Dans les entreprises d'au moins 300 salariés, la négociation sur l'égalité professionnelle entre les femmes et les hommes est un moment sensible : c'est l'occasion de mesurer, chiffres à l'appui, les écarts de rémunération, de promotion ou d'accès à la formation entre les sexes. Les délégués syndicaux qui la mènent ne disposent pourtant pas toujours des moyens d'analyse nécessaires pour discuter d'égal à égal avec la direction sur ces données.
C'est précisément cette difficulté que la Cour de cassation a tranchée dans un arrêt du 14 avril 2021 (Cass. soc., 14 avril 2021, n° 19-23.589, publié au bulletin) : le comité social et économique peut recourir à un expert habilité pour préparer cette négociation, au bénéfice des organisations syndicales, sur le fondement de l'article L. 2315-94, 3° du Code du travail. Cette décision, encore méconnue de nombreux élus, précise à la fois le moment où cette expertise peut être déclenchée et ses limites.
📌 Point clé : dans les entreprises d'au moins 300 salariés, le CSE peut mandater un expert pour préparer la négociation sur l'égalité professionnelle, même sans être lui-même partie à cette négociation. L'expert peut être désigné en cours de négociation, à condition d'intervenir en temps utile, mais sa mission doit rester strictement cantonnée à l'égalité professionnelle.
⚖️ Ce que prévoit l'article L. 2315-94 du Code du travail
L'article L. 2315-94 du Code du travail énumère les cas dans lesquels le CSE peut recourir à un expert habilité, financé selon des règles particulières. Le 3° de cet article vise expressément la situation suivante : « dans les entreprises d'au moins trois cents salariés, en vue de préparer la négociation sur l'égalité professionnelle ».
Ce cas d'expertise se distingue des deux autres hypothèses prévues par le même article : le risque grave, identifié et actuel, constaté dans l'établissement (1°), et l'introduction de nouvelles technologies ou un projet important modifiant les conditions de santé, de sécurité ou de travail (2°). L'expertise « égalité professionnelle » a un objet propre : elle ne sert pas à évaluer un risque ou un projet, mais à outiller la négociation collective sur ce thème.
Or, la négociation sur l'égalité professionnelle est conduite par l'employeur et les délégués syndicaux, pas par le CSE lui-même. La question posée à la Cour de cassation était donc directe : le CSE peut-il décider seul de recourir à un expert dont le travail va, in fine, profiter à des acteurs qui ne siègent pas au comité ?
📄 Les faits : un expert désigné pour préparer une négociation en cours
Un comité social et économique central avait décidé de recourir à une expertise portant sur la qualité de vie au travail, incluant un volet sur l'égalité professionnelle, afin d'apporter aux délégués syndicaux les éléments utiles à la négociation en cours sur ce thème. L'employeur a contesté cette délibération en référé, estimant que le CSE outrepassait ses attributions en désignant un expert pour une négociation à laquelle il n'était pas partie, et alors que celle-ci avait déjà débuté.

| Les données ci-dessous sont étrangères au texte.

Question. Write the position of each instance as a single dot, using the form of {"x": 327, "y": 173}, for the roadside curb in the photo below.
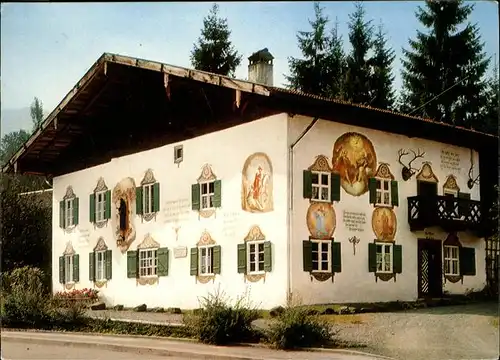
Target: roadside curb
{"x": 16, "y": 335}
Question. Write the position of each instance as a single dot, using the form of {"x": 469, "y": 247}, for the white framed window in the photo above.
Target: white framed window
{"x": 206, "y": 260}
{"x": 383, "y": 192}
{"x": 207, "y": 190}
{"x": 100, "y": 265}
{"x": 321, "y": 186}
{"x": 148, "y": 262}
{"x": 100, "y": 206}
{"x": 321, "y": 255}
{"x": 147, "y": 199}
{"x": 255, "y": 257}
{"x": 68, "y": 213}
{"x": 451, "y": 260}
{"x": 384, "y": 258}
{"x": 68, "y": 269}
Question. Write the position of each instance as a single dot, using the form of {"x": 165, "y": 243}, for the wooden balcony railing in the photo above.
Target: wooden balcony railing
{"x": 449, "y": 213}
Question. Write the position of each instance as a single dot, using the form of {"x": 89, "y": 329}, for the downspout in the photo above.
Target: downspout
{"x": 290, "y": 206}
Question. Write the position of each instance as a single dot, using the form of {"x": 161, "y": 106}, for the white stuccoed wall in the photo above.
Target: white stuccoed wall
{"x": 226, "y": 151}
{"x": 355, "y": 283}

La cour d'appel a suivi l'employeur sur ce point. Le CSE a formé un pourvoi en cassation.
✅ Ce que juge la Cour de cassation
La Cour de cassation censure la position de la cour d'appel. Elle juge que le comité social et économique peut décider de recourir à un expert habilité afin qu'il apporte aux organisations syndicales toute analyse utile à la négociation sur l'égalité professionnelle, alors même que le comité n'est pas partie à cette négociation et que les délégués syndicaux ne sont pas expressément mentionnés par l'article L. 2315-94.

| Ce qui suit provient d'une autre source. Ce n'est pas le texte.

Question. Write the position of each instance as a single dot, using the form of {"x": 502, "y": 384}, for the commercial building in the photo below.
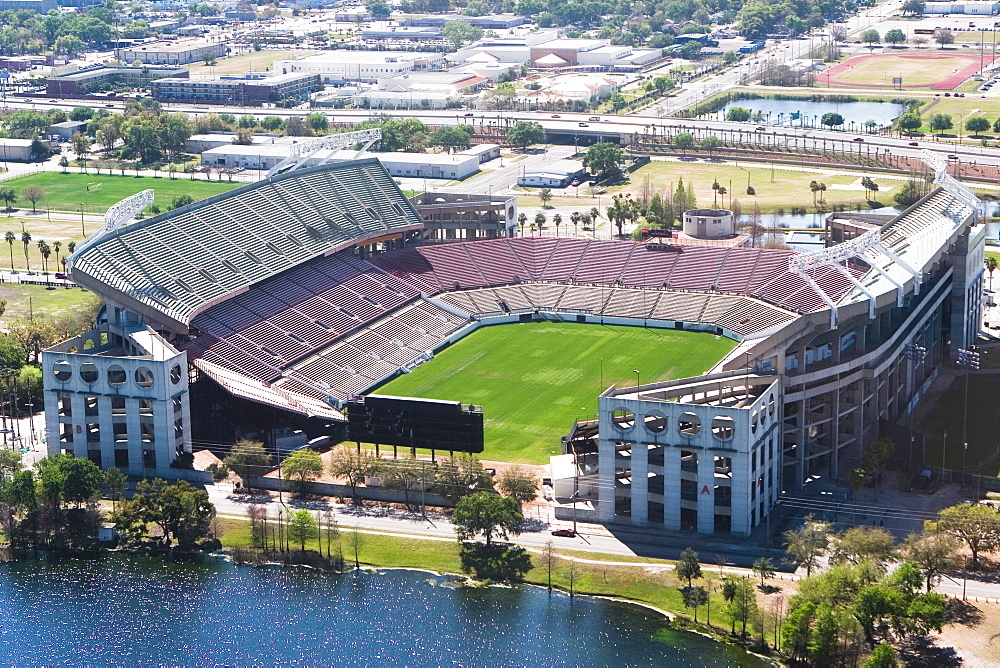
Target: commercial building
{"x": 237, "y": 90}
{"x": 118, "y": 395}
{"x": 17, "y": 150}
{"x": 173, "y": 53}
{"x": 101, "y": 78}
{"x": 338, "y": 67}
{"x": 397, "y": 164}
{"x": 557, "y": 174}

Sur le moment de la désignation, la Cour précise que l'expert n'a pas à être désigné avant l'ouverture des négociations : il suffit qu'il intervienne en temps utile à celles-ci, y compris lorsqu'elles ont déjà commencé. Un CSE ne perd donc pas la possibilité de recourir à cette expertise au seul motif que la négociation a débuté sans lui.

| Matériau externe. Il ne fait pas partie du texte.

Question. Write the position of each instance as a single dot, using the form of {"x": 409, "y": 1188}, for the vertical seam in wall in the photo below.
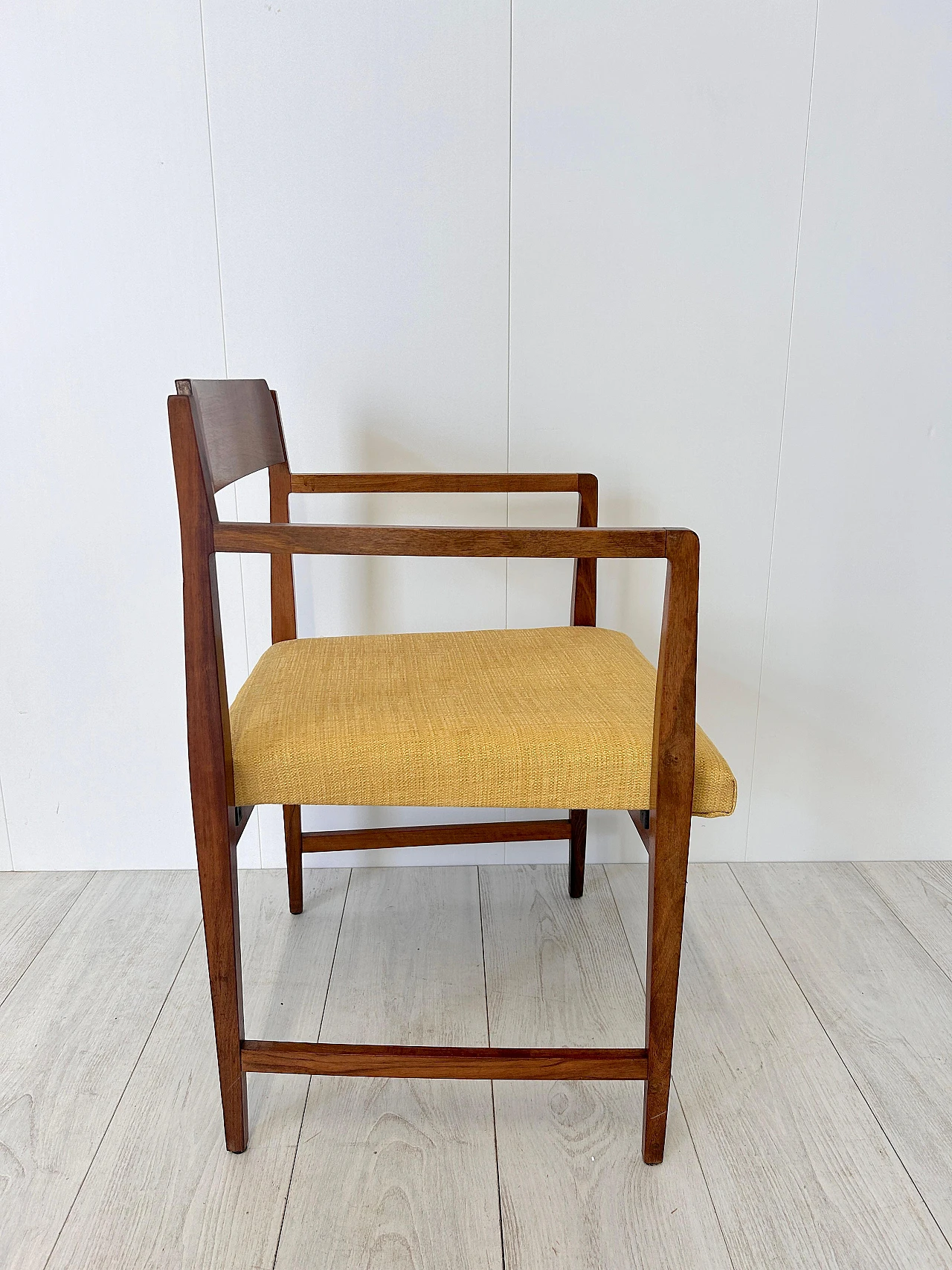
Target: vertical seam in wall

La Cour rappelle en revanche une limite stricte : la mission de l'expert doit se cantonner à la préparation de la négociation sur l'égalité professionnelle. Elle ne peut pas être étendue à d'autres thèmes de négociation, même connexes, sous peine de sortir du cadre fixé par l'article L. 2315-94, 3°.
🚦 Ce qu'il ne faut pas confondre
| Situation | Le CSE peut-il recourir à l'expert de l'article L. 2315-94, 3° ? |
|---|---|
| Préparer la négociation sur l'égalité professionnelle, avant son ouverture | Oui |
| Préparer cette même négociation, alors qu'elle a déjà commencé | Oui, si l'expert intervient en temps utile |
| Étendre la mission de l'expert à d'autres thèmes de négociation (rémunération générale, temps de travail...) | Non |
| Entreprise de moins de 300 salariés | Non, ce cas d'expertise ne s'applique qu'à partir de ce seuil |
💰 Qui finance cette expertise ?
Le financement des expertises du CSE obéit à des règles distinctes selon leur objet : prise en charge intégrale par l'employeur dans certains cas, ou partage entre l'employeur et le budget de fonctionnement du comité dans d'autres, en application de l'article L. 2315-80 du Code du travail. Dans l'affaire jugée le 14 avril 2021, les juges ont retenu que le coût de l'expertise sur l'égalité professionnelle revenait intégralement à l'employeur dès lors que la base de données économiques, sociales et environnementales ne comportait pas les indicateurs chiffrés relatifs à l'égalité entre les femmes et les hommes. C'est donc un point de vigilance direct pour les élus : l'absence d'indicateurs à jour dans la BDESE n'est pas neutre sur la question du financement.
🧭 Ce que peut faire concrètement le CSE
- Vérifier le seuil d'effectif : ce cas d'expertise ne concerne que les entreprises d'au moins 300 salariés.
- Anticiper la négociation : rien n'empêche de désigner l'expert avant l'ouverture des discussions avec les organisations syndicales, ce qui reste la solution la plus sûre.
- Ne pas renoncer si la négociation a déjà commencé : le CSE conserve la possibilité de recourir à l'expertise, à condition d'agir sans tarder.
- Délimiter précisément la mission de l'expert dans la délibération, en la centrant sur l'égalité professionnelle, pour éviter toute contestation par l'employeur sur le périmètre.
- Contrôler le contenu de la BDESE avant de lancer l'expertise : l'absence d'indicateurs chiffrés sur l'égalité professionnelle pèse sur la répartition du coût de l'expertise.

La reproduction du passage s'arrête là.